Los Oscars 2012

En un ejercicio de supremacía humana mantuve los ojos abiertos hasta las dos y media de la madrugada. El domingo, y lo digo como dato para incrementar su visión heroica de mi persona, estuve de porteador en una mudanza, así que estaba más ‘baldao’ que Frodo cuando volvió a la Comarca. Pero oye, allí que aguanté con refrescos, pizzas y galletas de chocolate. Y ahora, fresco cual lechuga después de levantarme a la hora de la siesta, no puedo evitar preguntarlo: ¿Por qué lo hice?

Miren que los Goya de Eva Hache no me hicieron mucha chispa. Pero es que todavía no sé a quién prefiero, si a ella o a Billy Crystal. Que sí, que el hombre es una leyenda de la gala, que van nueve veces y que sabe estar sobre el escenario. Ahora, que eso no quita que fuera un muermo.

No le echo toda la culpa al presentador. Prácticamente, ninguno de los famosillos que subieron a la palestra despertó mi simpatía. Para que se hagan una idea, creo que lo que más me gustó fue el montaje emotivo titulado “Razones para ir al cine” (o algo así), que mezclaba imágenes de grandes clásicos de Hollywood.

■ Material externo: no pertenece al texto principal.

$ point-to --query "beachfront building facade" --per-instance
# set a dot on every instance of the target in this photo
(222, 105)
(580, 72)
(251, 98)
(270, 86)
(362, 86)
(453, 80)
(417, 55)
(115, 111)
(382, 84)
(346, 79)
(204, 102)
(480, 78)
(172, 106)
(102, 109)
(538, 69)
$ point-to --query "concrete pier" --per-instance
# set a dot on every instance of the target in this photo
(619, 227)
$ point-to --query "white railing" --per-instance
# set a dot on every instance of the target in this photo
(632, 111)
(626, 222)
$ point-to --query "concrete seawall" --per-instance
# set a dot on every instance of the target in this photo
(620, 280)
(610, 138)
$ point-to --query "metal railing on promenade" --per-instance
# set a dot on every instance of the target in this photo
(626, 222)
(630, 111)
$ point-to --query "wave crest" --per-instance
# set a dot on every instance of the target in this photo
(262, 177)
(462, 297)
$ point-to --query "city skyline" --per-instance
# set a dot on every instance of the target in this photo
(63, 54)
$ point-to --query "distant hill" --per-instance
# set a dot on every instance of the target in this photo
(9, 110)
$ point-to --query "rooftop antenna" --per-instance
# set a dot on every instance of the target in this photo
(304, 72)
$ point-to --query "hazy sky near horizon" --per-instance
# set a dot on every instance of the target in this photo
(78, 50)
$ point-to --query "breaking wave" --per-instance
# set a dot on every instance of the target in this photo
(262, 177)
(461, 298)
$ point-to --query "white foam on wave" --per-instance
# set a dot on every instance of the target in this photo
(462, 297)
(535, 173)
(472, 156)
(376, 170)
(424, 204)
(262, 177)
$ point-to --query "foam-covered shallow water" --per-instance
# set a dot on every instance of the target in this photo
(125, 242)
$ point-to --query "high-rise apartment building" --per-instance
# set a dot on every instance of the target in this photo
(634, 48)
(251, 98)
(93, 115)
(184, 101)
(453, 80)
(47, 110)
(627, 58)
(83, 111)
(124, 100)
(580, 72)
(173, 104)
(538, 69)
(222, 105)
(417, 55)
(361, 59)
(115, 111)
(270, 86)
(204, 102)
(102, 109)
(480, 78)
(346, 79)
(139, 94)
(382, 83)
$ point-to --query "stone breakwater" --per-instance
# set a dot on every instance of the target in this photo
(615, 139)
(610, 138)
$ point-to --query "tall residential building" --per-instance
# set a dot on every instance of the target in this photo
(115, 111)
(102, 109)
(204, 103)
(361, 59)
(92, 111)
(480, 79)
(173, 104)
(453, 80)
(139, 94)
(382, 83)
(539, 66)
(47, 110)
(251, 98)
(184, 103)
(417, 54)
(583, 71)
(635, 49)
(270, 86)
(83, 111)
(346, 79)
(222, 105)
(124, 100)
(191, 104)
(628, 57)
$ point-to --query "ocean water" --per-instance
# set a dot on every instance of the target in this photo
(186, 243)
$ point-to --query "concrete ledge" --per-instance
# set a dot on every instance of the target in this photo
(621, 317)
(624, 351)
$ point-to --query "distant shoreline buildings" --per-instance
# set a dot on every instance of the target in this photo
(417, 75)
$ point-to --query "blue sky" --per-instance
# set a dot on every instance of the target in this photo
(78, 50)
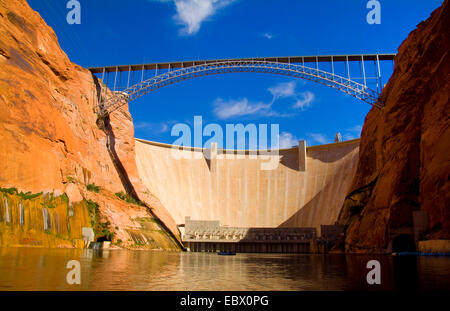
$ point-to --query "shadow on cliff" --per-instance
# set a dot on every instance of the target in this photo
(104, 123)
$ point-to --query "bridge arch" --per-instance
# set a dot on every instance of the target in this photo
(181, 72)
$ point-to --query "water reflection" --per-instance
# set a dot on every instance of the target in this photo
(45, 269)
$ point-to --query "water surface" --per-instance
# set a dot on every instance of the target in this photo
(45, 269)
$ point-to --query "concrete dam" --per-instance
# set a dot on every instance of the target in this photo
(228, 199)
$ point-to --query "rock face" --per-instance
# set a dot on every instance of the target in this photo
(49, 139)
(404, 162)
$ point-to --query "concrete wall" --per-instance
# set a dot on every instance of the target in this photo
(238, 193)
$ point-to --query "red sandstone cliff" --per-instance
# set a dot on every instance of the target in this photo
(404, 162)
(49, 139)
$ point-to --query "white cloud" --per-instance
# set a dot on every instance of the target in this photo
(306, 98)
(282, 90)
(287, 140)
(318, 138)
(225, 109)
(192, 13)
(268, 35)
(158, 128)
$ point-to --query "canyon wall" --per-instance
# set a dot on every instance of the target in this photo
(238, 193)
(50, 143)
(404, 163)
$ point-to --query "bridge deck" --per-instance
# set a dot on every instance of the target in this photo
(283, 59)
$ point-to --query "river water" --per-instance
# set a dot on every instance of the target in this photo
(45, 269)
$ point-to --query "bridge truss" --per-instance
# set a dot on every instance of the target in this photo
(133, 81)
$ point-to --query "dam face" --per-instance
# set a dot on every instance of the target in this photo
(238, 193)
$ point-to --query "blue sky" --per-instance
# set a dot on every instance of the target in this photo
(114, 32)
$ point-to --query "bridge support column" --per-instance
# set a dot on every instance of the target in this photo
(302, 155)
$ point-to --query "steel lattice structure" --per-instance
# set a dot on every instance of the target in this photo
(281, 66)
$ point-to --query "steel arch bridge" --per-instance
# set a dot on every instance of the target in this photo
(303, 67)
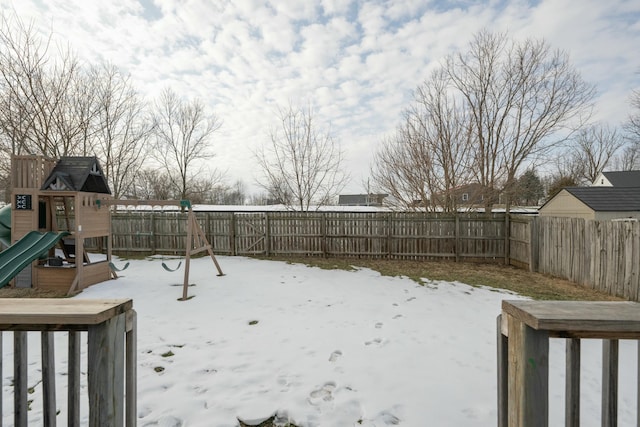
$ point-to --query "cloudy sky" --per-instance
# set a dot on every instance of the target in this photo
(356, 62)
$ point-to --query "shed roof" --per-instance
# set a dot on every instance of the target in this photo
(608, 199)
(77, 174)
(623, 178)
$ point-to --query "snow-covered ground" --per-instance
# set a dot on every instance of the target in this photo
(317, 347)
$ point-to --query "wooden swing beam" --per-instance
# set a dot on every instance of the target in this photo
(195, 234)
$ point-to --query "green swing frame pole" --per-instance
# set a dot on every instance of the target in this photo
(187, 258)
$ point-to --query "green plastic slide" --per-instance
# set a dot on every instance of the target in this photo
(26, 250)
(5, 225)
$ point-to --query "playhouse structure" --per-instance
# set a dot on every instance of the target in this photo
(54, 206)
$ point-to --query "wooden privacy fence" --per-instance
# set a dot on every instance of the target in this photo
(603, 255)
(374, 235)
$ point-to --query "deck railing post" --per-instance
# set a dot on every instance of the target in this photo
(609, 383)
(131, 361)
(572, 383)
(73, 380)
(529, 381)
(105, 367)
(503, 375)
(20, 387)
(48, 378)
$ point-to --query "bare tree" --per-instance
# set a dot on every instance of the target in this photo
(122, 129)
(518, 96)
(39, 95)
(629, 158)
(632, 126)
(593, 148)
(183, 132)
(429, 157)
(302, 164)
(151, 184)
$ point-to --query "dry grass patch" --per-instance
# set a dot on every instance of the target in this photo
(535, 285)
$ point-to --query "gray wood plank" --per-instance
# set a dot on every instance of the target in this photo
(20, 387)
(503, 375)
(131, 385)
(73, 385)
(48, 378)
(528, 376)
(595, 317)
(105, 369)
(609, 383)
(572, 383)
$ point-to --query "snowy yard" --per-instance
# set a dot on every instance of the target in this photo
(317, 347)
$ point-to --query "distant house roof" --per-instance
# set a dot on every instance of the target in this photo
(361, 199)
(623, 178)
(608, 199)
(77, 174)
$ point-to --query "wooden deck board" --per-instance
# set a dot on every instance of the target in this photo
(578, 318)
(30, 313)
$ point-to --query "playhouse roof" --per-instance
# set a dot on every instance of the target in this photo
(77, 174)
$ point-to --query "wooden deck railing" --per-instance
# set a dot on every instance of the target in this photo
(111, 357)
(524, 329)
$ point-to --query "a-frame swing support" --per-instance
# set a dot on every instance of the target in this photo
(196, 240)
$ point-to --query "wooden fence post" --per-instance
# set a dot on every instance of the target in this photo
(507, 239)
(232, 233)
(324, 233)
(456, 237)
(533, 245)
(267, 234)
(389, 234)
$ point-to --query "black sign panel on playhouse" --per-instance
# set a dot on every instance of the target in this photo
(23, 202)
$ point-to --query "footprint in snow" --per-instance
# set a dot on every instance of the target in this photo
(373, 341)
(322, 394)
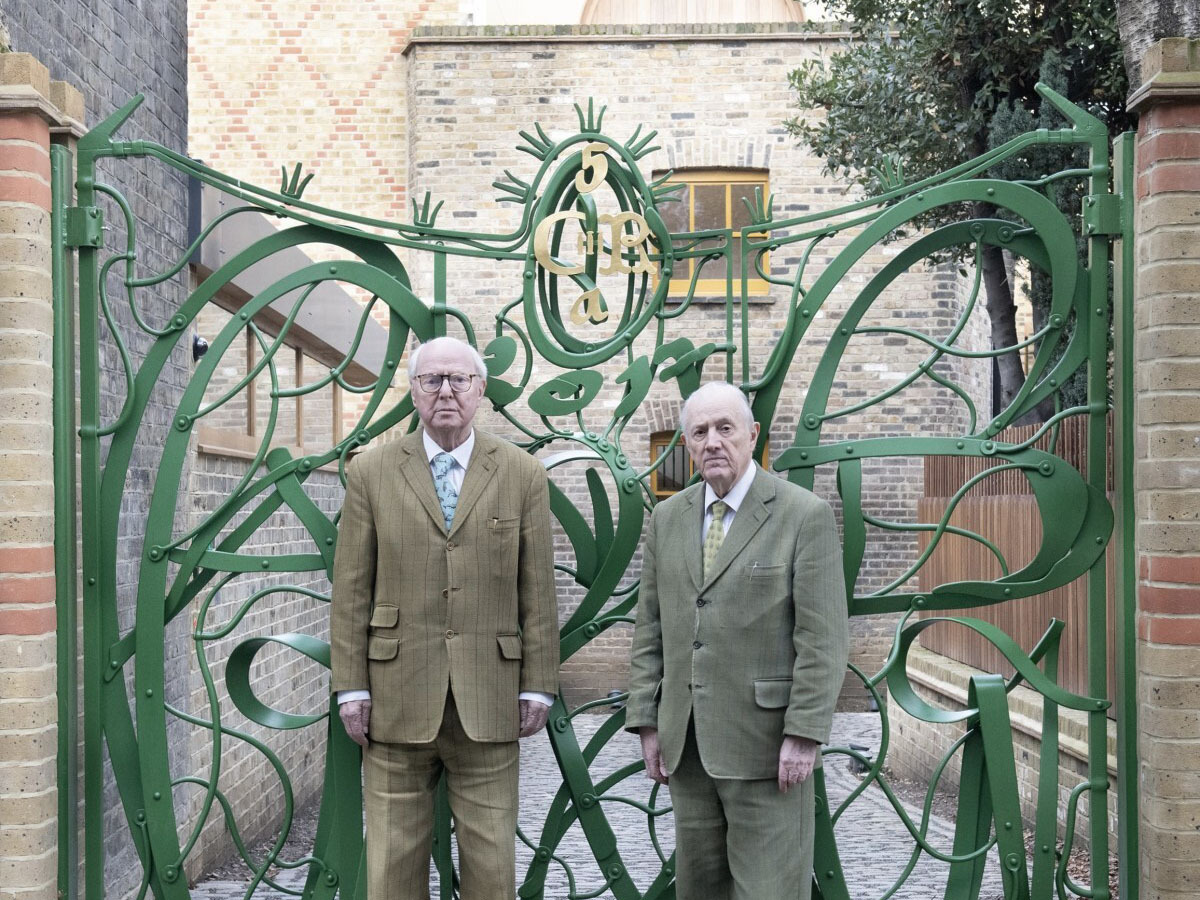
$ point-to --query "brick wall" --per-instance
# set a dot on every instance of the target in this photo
(114, 51)
(312, 83)
(473, 90)
(1167, 465)
(30, 105)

Con lo que respecta a los premios, ninguna sorpresa ni emoción especial a destacar, ¿no creen? Hasta Jean Dujardin, tan simpático él, estuvo sosillo. Por suerte, incluso teniendo en cuenta el total aburrimiento de la gala, hay un pequeño detalle que justifica la noche de tunante: se cierra el círculo de ‘The Artist’ que, muy pocos, iniciamos en una sala de cine. Y había que estar presente en esa ovación que es, si nos permiten, un poco de todos. De todos los que escuchamos su silencio.

Oscars 2012: padres y maestros

Los Oscars de 2012 rendirán pleitesía, sea cual sea el veredicto, a los padres y maestros de las historias. Cuatro candidatas a triunfar, películas excelentes en forma y fondo, recorren un camino de vuelta en medio de una crisis de ideas y una lacra de originalidad extendida como una plaga bíblica.

‘The Artist’ hace del silencio su música y del blanco y negro su coreografía en un baile preciosista y mágico por los primeros pasos de un cine que suplicaba innovación. Dos horas justificadas en un minuto final prometedor.

‘La invención de Hugo’ es una oda a las historias que nos abrieron los ojos siendo niños, con especial atención a ese lugar donde se crean los sueños que explica con tanta ternura Ben Kingsley en la que será, probablemente, una de las escenas más emotivas del año para los amantes del cine.

‘Medianoche en París’ es la reunión de románticos a la que Woody Allen no pudo asistir por nacer demasiado tarde. Dalí, Elliot, Hemingway o Buñuel, los colegas con los que el neoyorkino nunca se pudo emborrachar y así, con naturalidad, poder haberles dicho a la cara, con sinceridad etílica: os debo la vida.

Y la vida, en cualquier sentido, es la obsesión de Terrence Malick. ‘El árbol de la vida’ reconoce las bondades y las miserias del hombre, entendido como el resultado alquímico de ciencia y fe. Quizás, el reconocimiento más ambicioso a la primera historia.

Como le diría Isabel a Hugo después de ver a Harold Lloyd trepar por el reloj de Buster Keaton: “Gracias por el cine”.